この世界は三人の創世神によって作り出された。


世界その物を創り出したアルフディネア。

創られた世界に魔力と呼ばれるエネルギーの基礎を生み出し、全域に巡らせたアルティミア。

その世界に、自分達以外のありとあらゆる生命を誕生させたアエラセーナ。


三人の女神は世界の創造に満足し終えると、各々が各々の力で従属神を生み出し、世界の管理を従属神に任せ、天界で世界の観察を初めた。


世界創造から一切顔を合わせる事の無かった創世神達は、次第に退屈を覚え始め、いつしか生み出した世界に興味を持たなくなってしまっていた。


だがアルフディネアは他の二人と比べて、この世界の事をよく見ていた。

時には地上に直接舞い降りたりもした。

そうする事で彼女はデューク・ゾディアークという名の人間と出会う事が出来たのだ。


そして、直にデューク・ゾディアークの力の一端を見て、彼に敵う者などこの世に存在しえないという結論に至り、いつしか彼は“刀神”と呼ばれるようになった。

……故にその知らせを聞いた時、アルフディネアは大きく興味を持った。


___世界最強が負かされた。

しかも歴代最弱、それ所か世界最弱とまで呼ばれた勇者に__だ。


「一体どういうカラクリなのかしらね?」


その答えはすぐに分かった。

マジックと呼ばれる魔力を持たずして、魔法のような事を体現する技術、芸。

勇者が扱う独特な特技によって、デューク自身が敗北を認め、その勇者を対等な存在と認めると共にコンビを組むまでに至った。


「……山田永作…」


何者も立ち入る事は許されぬ天界のとある領域で、アルフディネアはその勇者の名を呟いた。


「面白い……」


退屈極まるこの世界で、もしかしたら……山田永作ならば自分を満たしてくれるかもしれない。

もしかしたら絶対的神たる己が、ただの人間に敗北を喫する事が出来るのかもしれない。


ただの負けを望むなら、あの腹立たしいバカデュークとタイマンで殺し合いをすれば良い。
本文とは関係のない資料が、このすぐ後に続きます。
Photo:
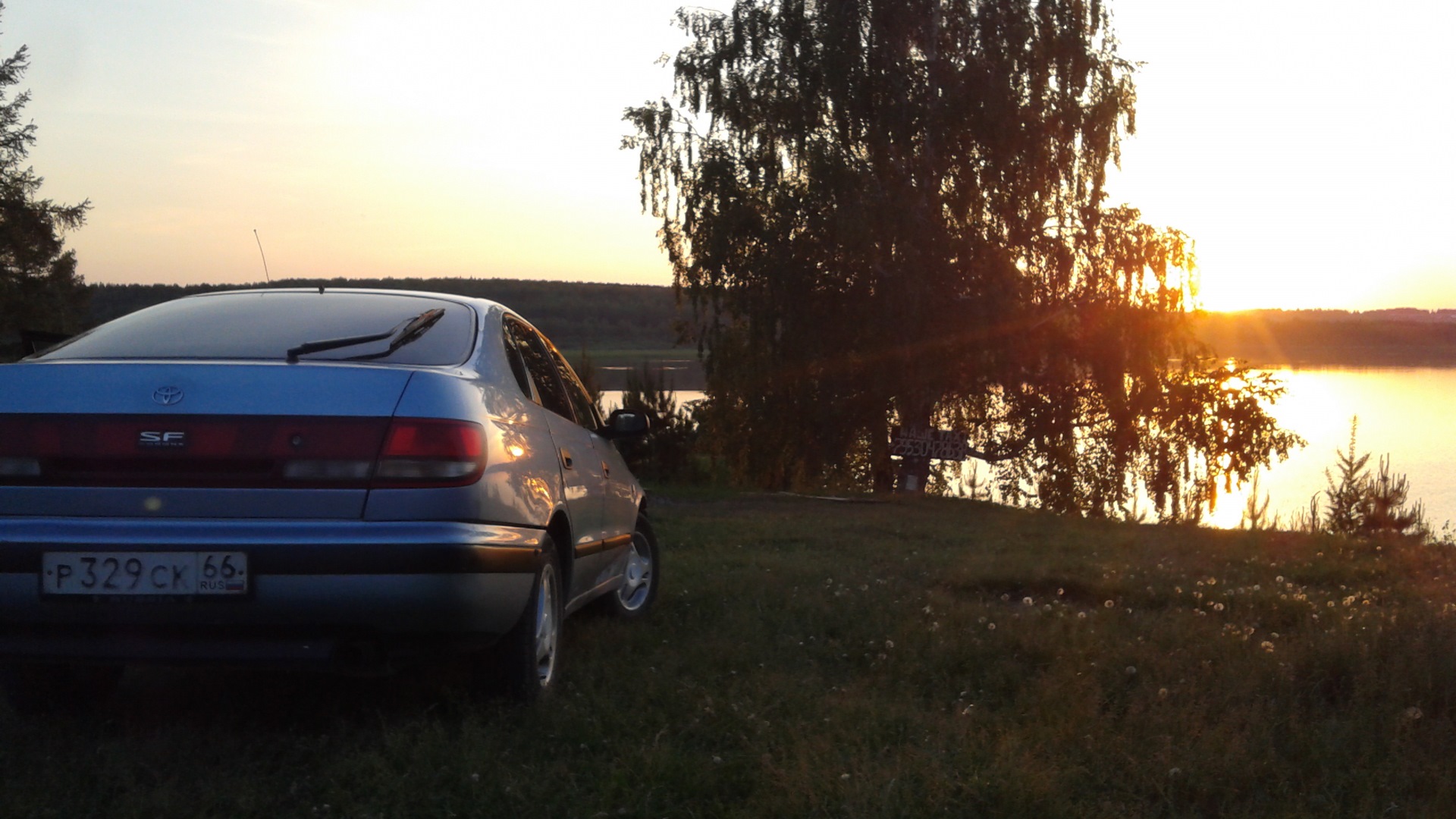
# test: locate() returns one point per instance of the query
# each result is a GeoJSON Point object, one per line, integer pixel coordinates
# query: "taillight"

憎たらしい事だがデュークはアルフディネアよりも強い。

しかし、アルフディネアが求める敗北とはそういう話しでは無いのだ。

自分が絶対負ける相手に挑んで負けるのでは無く、自分が絶対勝てる相手に負ける事にこそ意味があるのだ。


その敗北は果たして何か物足りなく思う自分を満たす物なのか、それとも違うのか。

それを確かめる方法はもはや一つだけだった。


「……会いに行こうじゃない。山田永作くん」


思い立ったが吉日。

即座に行動を初めたアルフディネアは、名をジュリア・フィーネスと偽り、地上へと舞い降りた。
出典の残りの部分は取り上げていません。